An essential, an important, and a very laborious part of the parish minister's work was the providing for the wants of the poor and the needy. He and his session were intrusted, under powers clearly defined by law, with the administration of the very considerable funds contributed by charity at the church door every Sabbath. The half-yearly, or quarterly apportionment of this fund, however, formed a small portion of the labours implied in providing for the poor. They were carefully visited by minister and elders : their circumstances accurately ascertained; and in cases of sickness, or of any special trial, where the session allowance was insufficient, there was an ample supply provided by an appeal to the kindness of the more prosperous in the neighbourhood; and whether food, or clothing, or cordials were needed, they were readily granted to an appeal thus made.
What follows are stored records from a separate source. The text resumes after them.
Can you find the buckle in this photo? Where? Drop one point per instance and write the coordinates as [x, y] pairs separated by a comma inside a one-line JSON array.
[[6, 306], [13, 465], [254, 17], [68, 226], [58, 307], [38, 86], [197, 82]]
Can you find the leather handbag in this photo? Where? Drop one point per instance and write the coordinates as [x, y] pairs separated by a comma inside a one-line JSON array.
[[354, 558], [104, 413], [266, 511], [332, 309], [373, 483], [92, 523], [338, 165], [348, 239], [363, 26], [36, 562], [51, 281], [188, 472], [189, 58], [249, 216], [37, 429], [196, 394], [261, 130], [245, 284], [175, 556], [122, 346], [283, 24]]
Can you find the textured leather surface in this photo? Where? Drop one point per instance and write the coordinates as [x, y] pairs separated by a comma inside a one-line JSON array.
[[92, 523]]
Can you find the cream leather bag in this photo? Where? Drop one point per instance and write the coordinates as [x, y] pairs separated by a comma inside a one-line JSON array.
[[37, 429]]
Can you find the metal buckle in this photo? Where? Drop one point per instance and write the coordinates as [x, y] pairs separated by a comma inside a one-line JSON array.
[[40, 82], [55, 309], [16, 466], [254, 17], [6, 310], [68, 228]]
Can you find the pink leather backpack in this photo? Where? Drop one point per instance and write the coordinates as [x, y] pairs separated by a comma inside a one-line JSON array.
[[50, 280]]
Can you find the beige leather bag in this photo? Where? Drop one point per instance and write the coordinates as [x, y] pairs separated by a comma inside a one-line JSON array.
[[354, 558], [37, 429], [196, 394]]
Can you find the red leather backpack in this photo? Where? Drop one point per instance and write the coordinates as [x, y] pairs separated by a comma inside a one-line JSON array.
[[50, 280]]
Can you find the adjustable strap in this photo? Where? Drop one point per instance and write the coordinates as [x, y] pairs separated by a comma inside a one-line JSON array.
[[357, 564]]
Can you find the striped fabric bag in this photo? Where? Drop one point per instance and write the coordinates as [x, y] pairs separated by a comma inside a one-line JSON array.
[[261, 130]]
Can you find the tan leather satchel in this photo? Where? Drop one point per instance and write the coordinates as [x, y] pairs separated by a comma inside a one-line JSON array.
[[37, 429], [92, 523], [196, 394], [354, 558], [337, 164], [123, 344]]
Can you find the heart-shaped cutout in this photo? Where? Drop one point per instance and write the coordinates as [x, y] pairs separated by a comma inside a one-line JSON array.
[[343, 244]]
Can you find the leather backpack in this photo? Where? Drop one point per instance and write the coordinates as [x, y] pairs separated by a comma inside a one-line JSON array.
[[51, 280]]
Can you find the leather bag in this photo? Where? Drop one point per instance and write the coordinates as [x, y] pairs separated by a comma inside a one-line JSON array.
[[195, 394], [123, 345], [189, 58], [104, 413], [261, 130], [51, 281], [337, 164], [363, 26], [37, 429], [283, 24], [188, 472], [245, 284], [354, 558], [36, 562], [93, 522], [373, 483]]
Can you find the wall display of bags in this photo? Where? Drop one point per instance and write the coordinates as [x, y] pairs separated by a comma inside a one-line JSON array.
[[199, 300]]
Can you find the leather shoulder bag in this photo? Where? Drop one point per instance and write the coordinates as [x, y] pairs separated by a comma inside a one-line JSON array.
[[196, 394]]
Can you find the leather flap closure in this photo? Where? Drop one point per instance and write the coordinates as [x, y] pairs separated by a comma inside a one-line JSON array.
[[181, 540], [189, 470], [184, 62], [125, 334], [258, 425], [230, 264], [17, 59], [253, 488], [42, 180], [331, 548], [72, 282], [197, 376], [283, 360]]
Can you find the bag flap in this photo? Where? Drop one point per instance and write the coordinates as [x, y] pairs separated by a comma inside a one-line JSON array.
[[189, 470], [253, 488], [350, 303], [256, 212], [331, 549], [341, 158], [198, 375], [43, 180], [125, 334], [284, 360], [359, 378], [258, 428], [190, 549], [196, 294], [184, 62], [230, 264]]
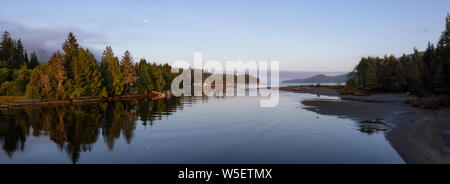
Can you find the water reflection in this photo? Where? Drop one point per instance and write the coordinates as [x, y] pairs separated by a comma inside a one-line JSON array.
[[75, 128], [371, 127]]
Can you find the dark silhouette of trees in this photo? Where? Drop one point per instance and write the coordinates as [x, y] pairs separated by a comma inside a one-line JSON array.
[[421, 73]]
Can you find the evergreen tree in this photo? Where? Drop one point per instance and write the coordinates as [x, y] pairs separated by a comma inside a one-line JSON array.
[[34, 62], [111, 72], [39, 85], [159, 80], [144, 82], [70, 47], [443, 51], [129, 74], [86, 74], [19, 58], [56, 75], [21, 78]]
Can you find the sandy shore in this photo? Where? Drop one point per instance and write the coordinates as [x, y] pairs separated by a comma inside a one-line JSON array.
[[419, 136]]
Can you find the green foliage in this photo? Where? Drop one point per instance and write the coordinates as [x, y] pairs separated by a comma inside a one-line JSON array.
[[21, 78], [86, 74], [5, 75], [111, 73], [7, 88], [129, 74], [75, 73], [144, 82], [70, 48], [34, 62], [421, 73], [39, 85], [103, 93]]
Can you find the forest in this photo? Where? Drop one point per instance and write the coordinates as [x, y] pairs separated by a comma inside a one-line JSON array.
[[421, 73], [74, 72]]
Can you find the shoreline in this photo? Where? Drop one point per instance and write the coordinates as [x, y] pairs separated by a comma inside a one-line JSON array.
[[24, 103], [419, 136]]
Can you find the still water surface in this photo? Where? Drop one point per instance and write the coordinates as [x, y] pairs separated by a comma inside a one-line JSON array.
[[188, 130]]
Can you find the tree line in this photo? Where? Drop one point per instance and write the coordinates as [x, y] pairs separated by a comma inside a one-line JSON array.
[[421, 73], [75, 73]]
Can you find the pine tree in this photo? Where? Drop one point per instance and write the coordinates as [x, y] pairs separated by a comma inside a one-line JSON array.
[[34, 62], [144, 81], [6, 46], [57, 75], [39, 85], [86, 74], [129, 74], [21, 78], [70, 47], [443, 50], [19, 58], [111, 72]]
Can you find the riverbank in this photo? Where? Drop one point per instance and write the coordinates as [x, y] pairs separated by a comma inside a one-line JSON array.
[[20, 101], [419, 136]]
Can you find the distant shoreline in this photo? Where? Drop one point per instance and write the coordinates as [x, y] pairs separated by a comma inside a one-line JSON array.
[[419, 136], [23, 103]]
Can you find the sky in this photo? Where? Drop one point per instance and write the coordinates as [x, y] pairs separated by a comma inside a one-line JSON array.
[[320, 35]]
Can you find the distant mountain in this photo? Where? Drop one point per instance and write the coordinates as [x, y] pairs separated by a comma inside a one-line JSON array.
[[320, 79]]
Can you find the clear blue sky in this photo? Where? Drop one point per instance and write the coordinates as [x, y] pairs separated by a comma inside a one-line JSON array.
[[303, 35]]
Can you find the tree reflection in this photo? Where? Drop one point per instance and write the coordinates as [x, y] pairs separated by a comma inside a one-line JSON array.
[[75, 128]]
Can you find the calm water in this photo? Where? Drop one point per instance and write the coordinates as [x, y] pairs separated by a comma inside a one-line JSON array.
[[188, 130]]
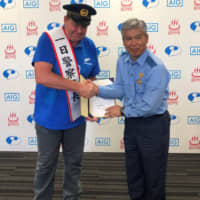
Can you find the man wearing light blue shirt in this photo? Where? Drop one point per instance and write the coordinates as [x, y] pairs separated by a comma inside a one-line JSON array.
[[142, 81]]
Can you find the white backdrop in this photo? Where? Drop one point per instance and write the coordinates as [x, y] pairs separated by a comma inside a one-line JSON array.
[[174, 29]]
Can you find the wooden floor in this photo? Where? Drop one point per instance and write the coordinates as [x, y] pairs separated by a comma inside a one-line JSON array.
[[103, 176]]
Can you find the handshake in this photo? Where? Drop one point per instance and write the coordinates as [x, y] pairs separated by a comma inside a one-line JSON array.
[[88, 89]]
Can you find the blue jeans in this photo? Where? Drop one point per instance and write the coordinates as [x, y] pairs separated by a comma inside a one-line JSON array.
[[146, 146], [49, 141]]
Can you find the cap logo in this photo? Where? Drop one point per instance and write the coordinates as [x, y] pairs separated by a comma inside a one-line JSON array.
[[84, 12]]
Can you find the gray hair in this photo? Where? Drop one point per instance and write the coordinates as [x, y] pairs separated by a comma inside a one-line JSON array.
[[134, 23]]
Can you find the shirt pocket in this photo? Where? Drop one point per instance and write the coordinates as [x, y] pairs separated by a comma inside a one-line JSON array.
[[139, 85], [127, 88]]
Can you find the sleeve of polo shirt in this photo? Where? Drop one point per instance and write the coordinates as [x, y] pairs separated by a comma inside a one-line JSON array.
[[156, 92], [115, 90], [44, 51]]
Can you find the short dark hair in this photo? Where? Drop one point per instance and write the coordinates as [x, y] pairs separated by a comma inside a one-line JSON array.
[[133, 23]]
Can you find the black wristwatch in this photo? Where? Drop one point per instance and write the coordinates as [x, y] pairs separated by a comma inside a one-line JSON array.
[[122, 111]]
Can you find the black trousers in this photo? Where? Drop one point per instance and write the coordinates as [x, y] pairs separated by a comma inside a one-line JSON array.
[[146, 147]]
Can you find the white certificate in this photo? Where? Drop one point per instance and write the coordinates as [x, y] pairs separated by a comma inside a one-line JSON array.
[[96, 106]]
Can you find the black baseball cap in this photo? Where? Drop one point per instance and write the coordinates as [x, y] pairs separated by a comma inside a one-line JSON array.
[[80, 13]]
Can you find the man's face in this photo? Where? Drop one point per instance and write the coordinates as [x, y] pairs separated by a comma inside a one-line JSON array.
[[135, 42], [74, 31]]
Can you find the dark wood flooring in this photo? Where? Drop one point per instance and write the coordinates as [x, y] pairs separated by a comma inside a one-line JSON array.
[[103, 176]]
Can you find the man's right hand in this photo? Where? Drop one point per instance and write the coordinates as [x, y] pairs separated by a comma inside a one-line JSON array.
[[88, 89]]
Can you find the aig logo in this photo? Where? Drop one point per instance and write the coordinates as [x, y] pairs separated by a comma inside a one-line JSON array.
[[30, 74], [7, 4], [174, 3], [193, 120], [12, 96], [102, 3], [8, 27], [152, 27], [150, 3], [31, 3], [175, 74]]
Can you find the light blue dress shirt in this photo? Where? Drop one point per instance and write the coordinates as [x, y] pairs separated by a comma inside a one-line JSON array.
[[142, 84]]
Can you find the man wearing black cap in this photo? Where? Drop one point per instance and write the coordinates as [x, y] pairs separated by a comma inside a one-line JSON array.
[[61, 56]]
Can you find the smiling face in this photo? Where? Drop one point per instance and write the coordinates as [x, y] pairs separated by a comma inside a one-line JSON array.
[[135, 42], [74, 31]]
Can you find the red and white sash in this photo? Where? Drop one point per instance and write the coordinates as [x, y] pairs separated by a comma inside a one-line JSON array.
[[68, 67]]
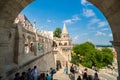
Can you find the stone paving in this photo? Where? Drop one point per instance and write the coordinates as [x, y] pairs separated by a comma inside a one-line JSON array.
[[61, 75]]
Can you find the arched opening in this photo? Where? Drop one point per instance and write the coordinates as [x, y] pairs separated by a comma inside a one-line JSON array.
[[9, 12]]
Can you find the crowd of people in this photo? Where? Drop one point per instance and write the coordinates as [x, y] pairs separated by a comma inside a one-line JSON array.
[[84, 75], [32, 74]]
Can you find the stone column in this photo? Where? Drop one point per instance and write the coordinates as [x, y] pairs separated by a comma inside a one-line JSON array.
[[116, 45]]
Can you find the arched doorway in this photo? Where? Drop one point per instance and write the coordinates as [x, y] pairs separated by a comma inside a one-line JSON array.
[[8, 13]]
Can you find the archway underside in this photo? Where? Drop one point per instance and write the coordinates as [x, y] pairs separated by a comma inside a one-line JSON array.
[[9, 9]]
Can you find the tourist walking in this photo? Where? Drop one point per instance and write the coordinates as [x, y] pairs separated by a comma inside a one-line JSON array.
[[79, 78], [24, 76], [35, 73], [17, 76], [29, 74], [48, 77], [96, 77], [66, 69], [72, 69]]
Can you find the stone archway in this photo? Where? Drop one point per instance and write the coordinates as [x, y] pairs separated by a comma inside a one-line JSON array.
[[9, 9]]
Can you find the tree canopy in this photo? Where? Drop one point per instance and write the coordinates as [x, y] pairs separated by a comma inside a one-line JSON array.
[[57, 32], [87, 55]]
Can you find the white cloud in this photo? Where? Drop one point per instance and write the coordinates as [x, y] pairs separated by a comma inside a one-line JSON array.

[It is a noteworthy fact, which ought not to be forgotten, that, until the passing of the new Poor-Law Act, twenty-two years ago, the ministers and elders of the Church of Scotland conducted the whole business connected with the support of the poor, without fee or reward, without a farthing's cost to the public—large towns alone excepted, where there was a legal assessment laid on, as is the case now throughout the country generally. The number of publicly paid officials employed in this management in the present day approaches two thousand, each, as a matter of course, drawing a considerable salary.

And it is still more noteworthy, that, during the gratuitous administration of the sessions, the cost of all the poor in Scotland—including the large towns—went little beyond £170,000 a-year; while under the present system, with rentals largely increased, with wages rising rapidly, the poor cost the country annually upwards of £750,000—that the expense is steadily rising, and that the discontent of the poor is rising as steadily. We do not mean to discuss questions of political economy; but these facts are nevertheless worth recording.

It may be added, also, that in our minister's earlier days there were no law courts established within the parish, and consequently the settling of many of the disputes which will arise among neighbours fell to him and to his elders; but even after such establishment, he and his assessors continued to be the administrators of justice in scores of cases similar to those where the disputants now invariably taste the luxury of law.]

Our minister's work was thus devoted and unwearied for half a century. And there is something peculiarly pleasing and cheering to think of him and of others of the same calling and character in every church, who from year to year pursue their quiet course of holy, self-denying labour, educating the ignorant; bringing life and blessing into the homes of disease and poverty; sharing the burden of sorrow with the afflicted, the widow, and the fatherless; reproving and admonishing, by life and word, the selfish and ungodly; and with a heart ever open to all the fair humanities of our nature;—a true "divine," yet every inch a man! Such men, in one sense, have never been alone; for each could say with his Master, "I am not alone, for the Father is with me." Yet what knew or cared the great, bustling, religious world about them? Where were their public meetings, with reports, speeches, addresses, "resolutions," or motions about their work? Where their committees and associations of ardent philanthropists, rich supporters, and zealous followers? Where their "religious" papers, so called, to parade them before the world, and to crown them with the laurels of puffs and leading articles? Alone, he, and thousands like him, laboured, the very salt of the earth, the noblest of their race!